Cloudflare 宣布 Ensemble AI 团队关键成员加入,以加速 AI 基础设施研发。Ensemble 专注于模型压缩与高效推理,开发了 NdLinear(可直接替换 Transformer 标准线性层并保持多维激活结构)和 NdLinear-LoRA(降低大模型微调所需可训练参数)。这些技术与量化等方法互补,旨在降低大语言模型和多模态架构的内存、计算与部署开销。Cloudflare 将把 Ensemble 的成果整合到 Workers AI 平台,通过全球网络与 serverless GPU 推理服务,进一步提升推理效率、GPU 利用率和部署经济性。
原文 · 未翻译
Growing the Cloudflare AI team with talent from Ensemble AI
2026-06-15
Alex Reneau
Zach Albertson
Michelle Chen
Today, we’re excited to share that key members of the team at Ensemble AI are joining Cloudflare to help accelerate our work in AI infrastructure and make it easier for developers to run powerful AI models efficiently at scale.
Ensemble AI, founded in 2023 in San Francisco, has spent the last few years focused on one of the most important challenges in AI: making large models faster, smaller, and more cost-effective to serve, without sacrificing quality. The team has developed new approaches to model compression and efficient inference that are designed to reduce the memory, compute, and deployment overhead of large language models and multimodal architectures.

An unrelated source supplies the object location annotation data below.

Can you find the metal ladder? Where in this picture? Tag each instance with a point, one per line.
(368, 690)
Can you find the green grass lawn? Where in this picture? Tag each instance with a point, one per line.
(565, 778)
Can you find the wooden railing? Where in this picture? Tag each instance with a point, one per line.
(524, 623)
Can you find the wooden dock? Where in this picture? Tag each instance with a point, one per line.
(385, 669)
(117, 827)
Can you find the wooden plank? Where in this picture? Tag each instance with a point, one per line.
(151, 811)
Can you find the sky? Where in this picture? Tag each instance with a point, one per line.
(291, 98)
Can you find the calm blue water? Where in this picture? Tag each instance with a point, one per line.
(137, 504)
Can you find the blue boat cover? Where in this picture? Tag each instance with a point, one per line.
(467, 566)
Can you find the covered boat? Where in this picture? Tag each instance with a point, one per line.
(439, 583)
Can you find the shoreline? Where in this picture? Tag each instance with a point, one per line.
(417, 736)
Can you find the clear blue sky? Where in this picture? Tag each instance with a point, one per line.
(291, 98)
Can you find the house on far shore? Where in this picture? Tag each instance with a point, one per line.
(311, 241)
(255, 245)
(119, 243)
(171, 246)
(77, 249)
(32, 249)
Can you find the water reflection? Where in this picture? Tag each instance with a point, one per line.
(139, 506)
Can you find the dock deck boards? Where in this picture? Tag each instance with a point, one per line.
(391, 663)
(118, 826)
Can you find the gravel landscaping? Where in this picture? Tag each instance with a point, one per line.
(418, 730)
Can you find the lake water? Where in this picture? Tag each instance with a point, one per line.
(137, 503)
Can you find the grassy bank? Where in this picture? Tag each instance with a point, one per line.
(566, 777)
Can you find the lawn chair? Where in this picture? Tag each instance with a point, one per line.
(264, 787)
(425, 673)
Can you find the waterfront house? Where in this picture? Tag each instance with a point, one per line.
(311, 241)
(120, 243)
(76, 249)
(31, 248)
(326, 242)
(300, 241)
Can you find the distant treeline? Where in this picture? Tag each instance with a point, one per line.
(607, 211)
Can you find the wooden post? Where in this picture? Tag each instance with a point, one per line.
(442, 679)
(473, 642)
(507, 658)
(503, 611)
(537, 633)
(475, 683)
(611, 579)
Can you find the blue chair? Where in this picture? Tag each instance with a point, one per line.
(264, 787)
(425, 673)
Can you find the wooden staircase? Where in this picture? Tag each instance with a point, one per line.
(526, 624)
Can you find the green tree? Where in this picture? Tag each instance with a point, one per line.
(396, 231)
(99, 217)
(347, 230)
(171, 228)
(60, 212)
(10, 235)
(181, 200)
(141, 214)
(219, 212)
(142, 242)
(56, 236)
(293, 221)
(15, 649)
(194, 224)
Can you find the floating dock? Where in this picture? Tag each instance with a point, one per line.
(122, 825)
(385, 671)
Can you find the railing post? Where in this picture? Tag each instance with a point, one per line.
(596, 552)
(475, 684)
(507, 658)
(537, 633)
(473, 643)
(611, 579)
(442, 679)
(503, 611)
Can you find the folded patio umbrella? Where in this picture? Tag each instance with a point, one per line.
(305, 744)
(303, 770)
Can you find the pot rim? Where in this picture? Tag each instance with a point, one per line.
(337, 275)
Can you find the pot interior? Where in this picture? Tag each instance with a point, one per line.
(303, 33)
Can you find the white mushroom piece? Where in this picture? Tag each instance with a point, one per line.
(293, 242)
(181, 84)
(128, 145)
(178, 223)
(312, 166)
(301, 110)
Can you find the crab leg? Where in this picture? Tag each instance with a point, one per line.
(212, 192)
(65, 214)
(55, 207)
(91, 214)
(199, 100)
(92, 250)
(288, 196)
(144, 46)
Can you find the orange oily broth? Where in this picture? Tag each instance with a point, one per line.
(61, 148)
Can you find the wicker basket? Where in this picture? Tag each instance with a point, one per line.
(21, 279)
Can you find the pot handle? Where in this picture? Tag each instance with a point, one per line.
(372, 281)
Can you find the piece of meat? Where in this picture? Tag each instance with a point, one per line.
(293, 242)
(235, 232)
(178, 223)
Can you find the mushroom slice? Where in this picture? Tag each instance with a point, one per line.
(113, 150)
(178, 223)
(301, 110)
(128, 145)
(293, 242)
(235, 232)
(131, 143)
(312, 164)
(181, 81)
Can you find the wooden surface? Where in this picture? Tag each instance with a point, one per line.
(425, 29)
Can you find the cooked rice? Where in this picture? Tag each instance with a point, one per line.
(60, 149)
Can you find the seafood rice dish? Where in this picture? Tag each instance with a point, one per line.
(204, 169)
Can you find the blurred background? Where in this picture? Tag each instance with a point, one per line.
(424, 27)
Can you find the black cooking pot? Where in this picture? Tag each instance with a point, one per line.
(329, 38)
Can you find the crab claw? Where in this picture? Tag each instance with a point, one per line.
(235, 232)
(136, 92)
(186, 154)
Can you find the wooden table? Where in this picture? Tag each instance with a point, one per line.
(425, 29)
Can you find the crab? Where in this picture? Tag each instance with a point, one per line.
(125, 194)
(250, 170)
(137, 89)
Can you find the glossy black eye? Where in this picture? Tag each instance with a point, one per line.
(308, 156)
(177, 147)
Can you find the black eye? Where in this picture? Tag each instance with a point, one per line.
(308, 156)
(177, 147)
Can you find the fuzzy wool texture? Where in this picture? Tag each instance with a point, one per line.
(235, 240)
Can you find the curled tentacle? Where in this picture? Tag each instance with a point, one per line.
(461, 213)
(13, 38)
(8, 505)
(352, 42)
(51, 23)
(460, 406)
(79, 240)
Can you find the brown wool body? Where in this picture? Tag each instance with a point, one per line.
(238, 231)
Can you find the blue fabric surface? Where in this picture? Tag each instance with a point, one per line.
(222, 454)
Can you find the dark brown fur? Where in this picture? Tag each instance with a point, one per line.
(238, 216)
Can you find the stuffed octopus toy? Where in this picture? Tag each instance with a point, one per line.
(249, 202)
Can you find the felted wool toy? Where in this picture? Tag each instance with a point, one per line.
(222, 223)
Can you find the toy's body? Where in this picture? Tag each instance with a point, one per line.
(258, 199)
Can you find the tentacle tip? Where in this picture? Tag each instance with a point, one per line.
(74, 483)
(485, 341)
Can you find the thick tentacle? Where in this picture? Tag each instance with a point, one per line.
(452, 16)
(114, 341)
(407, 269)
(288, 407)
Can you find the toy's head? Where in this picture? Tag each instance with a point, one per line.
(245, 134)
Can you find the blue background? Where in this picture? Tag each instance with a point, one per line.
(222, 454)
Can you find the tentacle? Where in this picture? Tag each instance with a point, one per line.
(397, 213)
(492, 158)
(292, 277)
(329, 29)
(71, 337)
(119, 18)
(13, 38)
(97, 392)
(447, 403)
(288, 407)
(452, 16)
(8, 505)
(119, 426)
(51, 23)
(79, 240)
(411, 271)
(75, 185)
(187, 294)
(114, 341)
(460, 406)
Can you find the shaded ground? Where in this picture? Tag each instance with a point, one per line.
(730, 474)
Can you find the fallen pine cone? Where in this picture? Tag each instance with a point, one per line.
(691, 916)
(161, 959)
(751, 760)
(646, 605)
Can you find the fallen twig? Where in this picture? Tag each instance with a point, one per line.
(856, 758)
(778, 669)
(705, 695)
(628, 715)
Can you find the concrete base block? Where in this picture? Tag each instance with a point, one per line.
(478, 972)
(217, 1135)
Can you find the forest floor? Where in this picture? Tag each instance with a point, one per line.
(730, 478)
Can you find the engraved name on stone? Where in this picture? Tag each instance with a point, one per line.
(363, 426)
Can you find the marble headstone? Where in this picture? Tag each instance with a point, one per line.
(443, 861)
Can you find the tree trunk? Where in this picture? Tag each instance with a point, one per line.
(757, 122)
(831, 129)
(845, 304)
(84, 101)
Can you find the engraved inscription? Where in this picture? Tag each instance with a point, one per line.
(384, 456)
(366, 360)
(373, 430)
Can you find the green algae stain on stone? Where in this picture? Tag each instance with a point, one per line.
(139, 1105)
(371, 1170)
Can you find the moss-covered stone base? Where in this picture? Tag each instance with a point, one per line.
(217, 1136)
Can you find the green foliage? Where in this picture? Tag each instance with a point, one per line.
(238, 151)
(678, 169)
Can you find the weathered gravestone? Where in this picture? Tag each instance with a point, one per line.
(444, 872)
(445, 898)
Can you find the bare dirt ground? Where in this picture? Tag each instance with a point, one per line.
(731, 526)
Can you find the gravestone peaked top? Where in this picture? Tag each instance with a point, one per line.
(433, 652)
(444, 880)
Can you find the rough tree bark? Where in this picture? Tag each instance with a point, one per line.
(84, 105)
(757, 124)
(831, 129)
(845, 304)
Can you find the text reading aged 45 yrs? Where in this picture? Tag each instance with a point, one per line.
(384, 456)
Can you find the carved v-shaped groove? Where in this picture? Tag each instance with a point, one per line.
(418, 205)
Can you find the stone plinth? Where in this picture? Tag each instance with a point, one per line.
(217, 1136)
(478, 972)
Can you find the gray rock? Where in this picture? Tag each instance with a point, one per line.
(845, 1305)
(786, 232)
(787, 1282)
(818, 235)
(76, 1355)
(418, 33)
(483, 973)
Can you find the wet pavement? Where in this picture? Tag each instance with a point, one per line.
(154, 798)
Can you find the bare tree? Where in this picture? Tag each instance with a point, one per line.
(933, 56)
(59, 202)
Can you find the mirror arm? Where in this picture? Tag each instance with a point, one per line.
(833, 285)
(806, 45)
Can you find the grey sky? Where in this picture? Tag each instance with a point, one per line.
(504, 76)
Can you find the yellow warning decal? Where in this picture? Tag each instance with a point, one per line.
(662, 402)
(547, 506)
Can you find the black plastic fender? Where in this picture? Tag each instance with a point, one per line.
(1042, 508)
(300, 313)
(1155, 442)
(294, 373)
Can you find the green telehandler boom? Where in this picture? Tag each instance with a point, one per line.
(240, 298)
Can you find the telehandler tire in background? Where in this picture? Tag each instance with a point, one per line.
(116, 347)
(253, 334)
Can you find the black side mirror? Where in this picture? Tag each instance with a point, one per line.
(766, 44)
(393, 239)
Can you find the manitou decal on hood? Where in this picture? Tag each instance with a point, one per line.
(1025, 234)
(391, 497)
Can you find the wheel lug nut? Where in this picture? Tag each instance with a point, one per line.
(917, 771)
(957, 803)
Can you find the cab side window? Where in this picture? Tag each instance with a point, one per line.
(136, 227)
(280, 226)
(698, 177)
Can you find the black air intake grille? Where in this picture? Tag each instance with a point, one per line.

As AI becomes a core part of how developers build applications, the economics of inference matter more than ever. Models are getting larger; workloads are becoming more dynamic. And customers increasingly expect AI to be available everywhere: globally distributed, fast, reliable, and affordable. Bringing the Ensemble AI team into Cloudflare strengthens our ability to make that possible.
Incorporating Ensemble’s expertise
The team at Ensemble AI has focused on preserving the structure inside modern AI models while reducing the cost of running them. Instead of treating model efficiency as only a quantization or hardware problem, Ensemble has explored new model building blocks that can make neural networks more compact and efficient at the architectural level.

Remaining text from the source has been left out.